Location: Aquatic Animal Health Research
Project Number: 6010-32000-027-023-S
Project Type: Non-Assistance Cooperative Agreement
Start Date: Jul 1, 2023
End Date: Jun 30, 2028
Objective:
Aquaculture is the fastest growing sector of animal agriculture across the world. However, sustainable expansion and intensification of aquaculture are adversely impacted by issues related to aquatic animal health. Health issues on farms are often initiated or exacerbated by impaired environmental conditions and pollutants, such as harmful algal-derived toxins and anthropogenic chemicals (e.g., insecticides) used during sustainable expansion and intensification of aquaculture. As a result, a collaborative effort between Auburn University and the USDA-ARS Aquatic Animal Health Research Unit (AAHRU) is urgently needed to develop new monitoring, detection, prevention, and control measures for pollutants to minimize fish/shellfish mortality, safeguard animal performance, and ensure product quantity and quality.
For example, harmful algal blooms adversely impact aquaculture operations globally. Harmful algal blooms are occurring with increased extent and severity on domestic catfish and inland marine shrimp farms. These harmful algal blooms are documented to cause large-scale catastrophic losses of valuable catfish and shrimp, particularly in the summer months immediately prior to harvest. In Alabama alone, since 2015, mortality levels attributed to harmful algal blooms have surged to nearly 1 million pounds of catfish annually.
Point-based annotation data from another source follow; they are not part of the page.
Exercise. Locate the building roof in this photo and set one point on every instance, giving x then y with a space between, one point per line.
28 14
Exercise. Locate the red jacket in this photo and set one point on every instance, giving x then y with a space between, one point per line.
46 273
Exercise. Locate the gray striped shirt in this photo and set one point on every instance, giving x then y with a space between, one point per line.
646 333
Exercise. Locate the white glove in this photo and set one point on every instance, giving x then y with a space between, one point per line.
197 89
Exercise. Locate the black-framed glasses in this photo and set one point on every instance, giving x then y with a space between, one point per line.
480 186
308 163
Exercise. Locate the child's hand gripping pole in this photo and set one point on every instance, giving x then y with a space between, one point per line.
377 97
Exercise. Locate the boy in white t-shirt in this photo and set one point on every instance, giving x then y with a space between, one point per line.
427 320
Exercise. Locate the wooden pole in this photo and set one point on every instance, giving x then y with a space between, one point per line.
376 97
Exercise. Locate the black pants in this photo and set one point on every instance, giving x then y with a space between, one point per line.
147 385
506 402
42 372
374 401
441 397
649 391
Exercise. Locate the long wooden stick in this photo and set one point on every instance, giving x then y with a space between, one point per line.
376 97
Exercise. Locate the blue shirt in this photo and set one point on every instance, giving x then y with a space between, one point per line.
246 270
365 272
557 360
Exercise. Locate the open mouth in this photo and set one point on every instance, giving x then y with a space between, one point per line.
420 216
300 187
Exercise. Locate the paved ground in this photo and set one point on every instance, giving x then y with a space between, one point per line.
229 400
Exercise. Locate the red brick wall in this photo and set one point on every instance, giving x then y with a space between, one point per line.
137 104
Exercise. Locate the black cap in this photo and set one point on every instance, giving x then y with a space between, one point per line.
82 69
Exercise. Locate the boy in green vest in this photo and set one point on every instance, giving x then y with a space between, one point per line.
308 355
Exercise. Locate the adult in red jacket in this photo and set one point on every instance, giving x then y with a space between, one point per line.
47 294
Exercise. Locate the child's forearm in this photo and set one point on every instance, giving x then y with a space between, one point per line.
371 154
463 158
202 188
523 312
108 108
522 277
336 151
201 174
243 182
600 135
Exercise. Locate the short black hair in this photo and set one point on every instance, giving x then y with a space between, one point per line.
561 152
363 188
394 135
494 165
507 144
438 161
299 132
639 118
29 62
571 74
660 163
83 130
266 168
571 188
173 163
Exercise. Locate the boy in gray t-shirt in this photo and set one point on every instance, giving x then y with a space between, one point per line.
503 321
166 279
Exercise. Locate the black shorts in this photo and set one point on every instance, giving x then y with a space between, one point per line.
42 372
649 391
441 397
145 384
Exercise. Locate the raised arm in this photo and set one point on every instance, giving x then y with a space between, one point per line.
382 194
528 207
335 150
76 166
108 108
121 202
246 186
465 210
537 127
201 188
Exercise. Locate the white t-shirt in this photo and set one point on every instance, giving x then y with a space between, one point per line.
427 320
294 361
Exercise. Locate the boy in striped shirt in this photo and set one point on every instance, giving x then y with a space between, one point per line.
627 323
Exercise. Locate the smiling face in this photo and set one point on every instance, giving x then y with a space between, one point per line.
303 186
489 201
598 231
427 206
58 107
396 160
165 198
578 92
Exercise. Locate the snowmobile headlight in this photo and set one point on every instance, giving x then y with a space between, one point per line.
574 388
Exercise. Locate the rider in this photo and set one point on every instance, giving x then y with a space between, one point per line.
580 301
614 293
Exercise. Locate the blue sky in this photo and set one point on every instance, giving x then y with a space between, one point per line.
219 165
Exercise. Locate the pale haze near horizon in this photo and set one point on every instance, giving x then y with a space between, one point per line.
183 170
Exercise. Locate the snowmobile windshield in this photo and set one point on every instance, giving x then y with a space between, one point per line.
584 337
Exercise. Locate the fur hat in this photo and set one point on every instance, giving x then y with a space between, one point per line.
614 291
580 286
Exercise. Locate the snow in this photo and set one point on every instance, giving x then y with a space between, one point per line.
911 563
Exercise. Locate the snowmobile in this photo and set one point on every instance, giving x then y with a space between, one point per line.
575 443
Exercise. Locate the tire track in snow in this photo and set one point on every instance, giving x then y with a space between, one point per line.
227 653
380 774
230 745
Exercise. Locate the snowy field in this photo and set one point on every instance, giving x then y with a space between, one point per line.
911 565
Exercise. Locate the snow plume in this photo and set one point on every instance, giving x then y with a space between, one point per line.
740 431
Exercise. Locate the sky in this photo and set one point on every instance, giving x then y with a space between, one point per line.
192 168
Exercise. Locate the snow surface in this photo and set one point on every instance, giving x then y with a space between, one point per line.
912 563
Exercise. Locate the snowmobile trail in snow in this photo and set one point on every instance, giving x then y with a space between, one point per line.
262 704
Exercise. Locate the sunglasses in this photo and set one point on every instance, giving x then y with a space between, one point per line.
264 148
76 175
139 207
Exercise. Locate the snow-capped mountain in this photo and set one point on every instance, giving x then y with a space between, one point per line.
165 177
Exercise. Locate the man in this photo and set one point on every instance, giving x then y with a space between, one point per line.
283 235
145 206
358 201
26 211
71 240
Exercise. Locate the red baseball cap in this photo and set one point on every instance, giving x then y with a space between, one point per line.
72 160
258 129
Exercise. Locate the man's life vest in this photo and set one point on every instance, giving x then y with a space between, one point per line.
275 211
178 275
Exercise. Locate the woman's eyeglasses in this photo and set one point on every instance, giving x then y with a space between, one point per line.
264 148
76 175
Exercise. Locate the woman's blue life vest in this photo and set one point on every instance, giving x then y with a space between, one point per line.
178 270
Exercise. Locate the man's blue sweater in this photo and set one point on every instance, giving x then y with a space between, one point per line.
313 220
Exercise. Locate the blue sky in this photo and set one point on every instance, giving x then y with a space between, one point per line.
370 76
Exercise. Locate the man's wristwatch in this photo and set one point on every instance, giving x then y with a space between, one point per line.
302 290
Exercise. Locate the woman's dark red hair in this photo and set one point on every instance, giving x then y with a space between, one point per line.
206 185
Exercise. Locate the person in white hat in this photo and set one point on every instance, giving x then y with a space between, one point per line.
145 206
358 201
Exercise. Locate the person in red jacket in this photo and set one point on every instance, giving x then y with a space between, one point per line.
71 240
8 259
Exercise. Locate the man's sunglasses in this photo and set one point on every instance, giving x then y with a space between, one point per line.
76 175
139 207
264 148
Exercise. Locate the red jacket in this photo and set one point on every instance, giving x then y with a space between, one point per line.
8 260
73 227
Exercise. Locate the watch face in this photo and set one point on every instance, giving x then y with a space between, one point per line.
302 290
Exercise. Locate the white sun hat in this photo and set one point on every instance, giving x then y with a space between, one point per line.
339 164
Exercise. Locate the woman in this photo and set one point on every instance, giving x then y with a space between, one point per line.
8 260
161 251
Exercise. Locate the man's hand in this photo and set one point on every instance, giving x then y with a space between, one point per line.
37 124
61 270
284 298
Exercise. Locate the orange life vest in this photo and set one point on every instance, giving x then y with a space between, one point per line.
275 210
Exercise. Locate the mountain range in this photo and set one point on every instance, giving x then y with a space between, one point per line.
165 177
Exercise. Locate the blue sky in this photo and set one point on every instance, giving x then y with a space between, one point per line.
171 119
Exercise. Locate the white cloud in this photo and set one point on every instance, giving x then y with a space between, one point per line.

Moreover, harmful algal blooms are expected to exert profound chronic effects such as inappetence/reduced feeding, thereby increasing the time to harvest, along with stress and immunosuppression that can potentially predispose fish to parasitic and bacterial disease. Additionally, anthropogenic pollutants due to the use of pesticides and other chemicals are anticipated to further aggravate the economic losses of catfish and shrimp in aquaculture, especially in a rapidly changing climate. Although the serious adverse impacts of harmful algal blooms and anthropogenic pollution have been realized, information and research studies are still largely lacking. Studies to unravel the inherent mechanisms controlling acute die-offs and the sublethal pathophysiological effects of harmful algal blooms, their toxins, and anthropogenic pollutants on the catfish or shrimp are particularly needed.
Approach:
Personnel at USDA-ARS AAHRU and Auburn University School of Fisheries, Aquaculture, and Aquatic Sciences in Auburn, Alabama, will coordinate the research, demonstration, and dissemination efforts. The project will focus on: (1) the individual and combined toxicology of algal toxins, pesticides, and other anthropogenic pollutants to aquatic animals; (2) environmental factors that control the production and release of algal toxins, pesticides, and other anthropogenic pollutants, as well as their toxic pathways and mechanisms; (3) improved monitoring and detection methods for these pollutants in aquatic environments; and (4) innovative engineered physical, chemical, and biological approaches to mitigate the economic losses from these pollutants in a cost-effective and efficient manner. Research results and plans will be made available to producers, extension professionals, and other interested stakeholders through web publications, field days, and commodity meetings and to the scientific community at large thorough popular press, peer-reviewed literature, and scientific conferences.